My marriage broke down horrendously over some crap issues, but sex had been a major problem for a very long time. I have quite a high sex drive and it is horrible. Really horrible. Not just the physical ache of wanting the sexual urge to be satisfied, but the sense of frustration at it being there all the time.
It is not a choice, but I do have to work very hard at switching it off. I don't know what I would have done if the opportunity to just get rid of the bloody feeling had been an 'easy' option.
It is like hunger for food, it can get to a point where in the end you would eat stuff just for the sake of making the gnawing ache go away. It can become very consuming.
I didn't go anywhere else, I am 'quiet', loyal, faithful, thought I had high morals and have gone out of my way through life not to hurt anybody. My 'H' was a drink fuelled roller coaster with jealous rages (through out our relationship) and screwed me up so badly, (bad metaphor) I am on AD's and having counselling. I also fell (very sadly) for someone else.
I have done nothing about it. I do not think this makes me better than your H SBB, because even now there are times when it gets so intense that if I was in the wrong place at the wrong time, I would struggle to keep hold of my morals.

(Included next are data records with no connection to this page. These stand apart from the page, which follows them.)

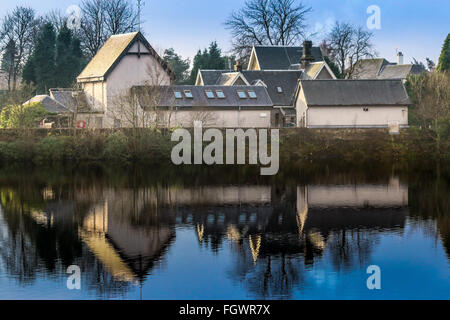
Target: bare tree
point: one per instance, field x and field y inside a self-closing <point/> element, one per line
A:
<point x="103" y="18"/>
<point x="267" y="22"/>
<point x="21" y="28"/>
<point x="349" y="44"/>
<point x="430" y="94"/>
<point x="56" y="18"/>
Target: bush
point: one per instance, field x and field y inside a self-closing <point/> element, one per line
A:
<point x="51" y="148"/>
<point x="116" y="147"/>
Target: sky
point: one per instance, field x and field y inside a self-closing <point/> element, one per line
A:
<point x="417" y="28"/>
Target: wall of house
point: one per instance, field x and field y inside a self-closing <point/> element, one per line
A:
<point x="96" y="93"/>
<point x="131" y="71"/>
<point x="355" y="116"/>
<point x="219" y="118"/>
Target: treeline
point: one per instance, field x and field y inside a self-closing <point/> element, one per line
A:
<point x="150" y="146"/>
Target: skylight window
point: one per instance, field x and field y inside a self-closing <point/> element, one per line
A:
<point x="210" y="94"/>
<point x="252" y="94"/>
<point x="242" y="95"/>
<point x="220" y="94"/>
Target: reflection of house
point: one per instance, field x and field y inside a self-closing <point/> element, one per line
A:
<point x="126" y="251"/>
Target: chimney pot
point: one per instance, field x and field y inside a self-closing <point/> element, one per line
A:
<point x="399" y="58"/>
<point x="238" y="66"/>
<point x="307" y="56"/>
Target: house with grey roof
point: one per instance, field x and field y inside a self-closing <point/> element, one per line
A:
<point x="215" y="106"/>
<point x="58" y="114"/>
<point x="282" y="57"/>
<point x="272" y="69"/>
<point x="352" y="104"/>
<point x="124" y="61"/>
<point x="380" y="68"/>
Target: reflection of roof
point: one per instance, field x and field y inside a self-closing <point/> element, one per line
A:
<point x="282" y="57"/>
<point x="111" y="53"/>
<point x="163" y="96"/>
<point x="287" y="80"/>
<point x="354" y="92"/>
<point x="49" y="104"/>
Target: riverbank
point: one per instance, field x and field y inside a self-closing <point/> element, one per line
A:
<point x="153" y="147"/>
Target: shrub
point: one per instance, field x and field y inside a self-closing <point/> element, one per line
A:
<point x="116" y="147"/>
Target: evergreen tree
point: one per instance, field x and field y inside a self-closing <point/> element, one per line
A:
<point x="210" y="58"/>
<point x="28" y="72"/>
<point x="44" y="59"/>
<point x="179" y="66"/>
<point x="65" y="68"/>
<point x="444" y="59"/>
<point x="79" y="61"/>
<point x="8" y="61"/>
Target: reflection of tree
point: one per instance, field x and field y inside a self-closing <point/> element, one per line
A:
<point x="430" y="199"/>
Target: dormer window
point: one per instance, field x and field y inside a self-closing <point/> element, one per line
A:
<point x="242" y="95"/>
<point x="188" y="94"/>
<point x="210" y="94"/>
<point x="252" y="94"/>
<point x="220" y="94"/>
<point x="178" y="95"/>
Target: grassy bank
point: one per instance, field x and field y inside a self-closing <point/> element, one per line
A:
<point x="297" y="147"/>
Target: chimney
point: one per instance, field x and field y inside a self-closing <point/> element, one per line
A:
<point x="238" y="66"/>
<point x="307" y="56"/>
<point x="399" y="58"/>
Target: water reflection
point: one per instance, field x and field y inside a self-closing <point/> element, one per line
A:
<point x="275" y="233"/>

I am awake now because it is driving me mad. And I am alone.
That he tried a site as you describe suggests to me that he just wanted a release. This does not justify or excuse his actions in any way, but it might be a root to what he was doing.
That he and yourself reached this point is sad. I think I am a good woman mostly, and it is bloody sad that I felt that way, albeit for different reasons.
If you want to get passed it, and FWIW, I think you should try to, then maybe in a tiny way, knowing that he just wanted to satiate the need might help you to move forward.
It really is a horrible feeling, and in some ways I wish I could have just gone somewhere and get rid of the need because now I have something far more to contend with. And that is feelings for a guy I shouldn't have. A broken EA marriage and a long way to go before I will be in a position to look at a future that might hold a good, kind loving partner who takes the ache away.